As though in answer to her question the door swished open and the same red-robed guards that had led her from the landing platform trooped in. They parted to reveal a heavily robed man. Padme could see little of his pallid face beneath the shadow of his cowl but she did not need to. She knew very well who he was.

"Chancellor Palpatine," she said, giving him no more that a regal nod of her head.

If her disrespect bothered him, he gave no sign of it. Indeed she could see the corners of his mouth twist into a smile. "Madam Skywalker," he returned.

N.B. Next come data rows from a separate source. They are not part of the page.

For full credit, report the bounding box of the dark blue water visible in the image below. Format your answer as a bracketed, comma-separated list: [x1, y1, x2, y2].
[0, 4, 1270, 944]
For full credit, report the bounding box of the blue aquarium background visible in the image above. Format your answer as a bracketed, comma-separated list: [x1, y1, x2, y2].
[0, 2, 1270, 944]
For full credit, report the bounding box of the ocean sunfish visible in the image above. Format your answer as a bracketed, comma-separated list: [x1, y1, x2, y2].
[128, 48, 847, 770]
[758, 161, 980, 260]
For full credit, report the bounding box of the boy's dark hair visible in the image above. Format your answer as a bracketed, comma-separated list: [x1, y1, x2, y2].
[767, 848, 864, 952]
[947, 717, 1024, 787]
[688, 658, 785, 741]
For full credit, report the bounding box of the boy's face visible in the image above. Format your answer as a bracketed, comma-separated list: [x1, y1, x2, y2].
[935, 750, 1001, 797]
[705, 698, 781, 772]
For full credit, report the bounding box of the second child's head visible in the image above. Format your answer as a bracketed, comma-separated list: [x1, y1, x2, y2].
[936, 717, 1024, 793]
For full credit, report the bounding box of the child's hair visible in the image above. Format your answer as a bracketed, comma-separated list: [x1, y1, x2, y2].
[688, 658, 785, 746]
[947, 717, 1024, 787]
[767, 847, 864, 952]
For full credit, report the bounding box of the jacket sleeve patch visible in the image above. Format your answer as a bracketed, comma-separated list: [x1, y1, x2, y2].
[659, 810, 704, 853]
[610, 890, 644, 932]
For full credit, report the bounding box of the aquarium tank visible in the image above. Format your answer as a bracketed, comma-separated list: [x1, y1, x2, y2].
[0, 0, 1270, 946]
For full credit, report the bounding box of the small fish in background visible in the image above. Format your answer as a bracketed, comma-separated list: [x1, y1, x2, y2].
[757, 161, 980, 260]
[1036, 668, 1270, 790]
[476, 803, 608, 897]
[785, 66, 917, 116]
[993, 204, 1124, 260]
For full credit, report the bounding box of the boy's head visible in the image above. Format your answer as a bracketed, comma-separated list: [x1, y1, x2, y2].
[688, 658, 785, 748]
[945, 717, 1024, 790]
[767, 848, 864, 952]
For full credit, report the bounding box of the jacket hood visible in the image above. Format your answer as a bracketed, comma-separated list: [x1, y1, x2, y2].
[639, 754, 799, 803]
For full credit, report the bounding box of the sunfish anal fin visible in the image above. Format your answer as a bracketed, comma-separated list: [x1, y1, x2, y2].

Padme could not hide the tremor that ran through her. Of course he knew. Why else would she be here? She lifted her chin, meeting the eyes that seemed to glow beneath that hood defiantly.

"Why am I being held here?"

The Emperor's smile widened into a leer. He crossed the space that separated them, coming close enough that Padme had to take a step back to maintain her composure. "Come now, Padme. Surely someone as politically astute as yourself can guess the reason."

Palpatine's voice had used to be sonorous. She remembered the eloquent speeches he had given in defense of Naboo's interests before the Senate. But now his voice was a sibilant echo of the one she remembered. Nevertheless his words cut her, making her feel exposed and weak.

Padme shook her head. "I don't know what you mean," she lied.

Palpatine turned from her and began to wander around the room, his seemingly aimless steps taking him to the bank of windows. He stood looking out, and Padme could see his horrible, sunken face reflected by the duraplex. It repelled her. There was something in Palpatine's very essence that felt foul and diseased. His reedy voice spoke from the window but seemed to permeate the room like the stench of death.

"Your son and your husband are on their way to me now."

"I have no husband!" Padme said quickly, forcefully. Anakin is dead, she thought.

Palpatine suddenly turned back to her, those eyes looking into her very soul.

"Yes," he said, his voice glowing with depraved triumph. "The man know as Anakin Skywalker is dead. And soon, Luke Skywalker will become my new apprentice."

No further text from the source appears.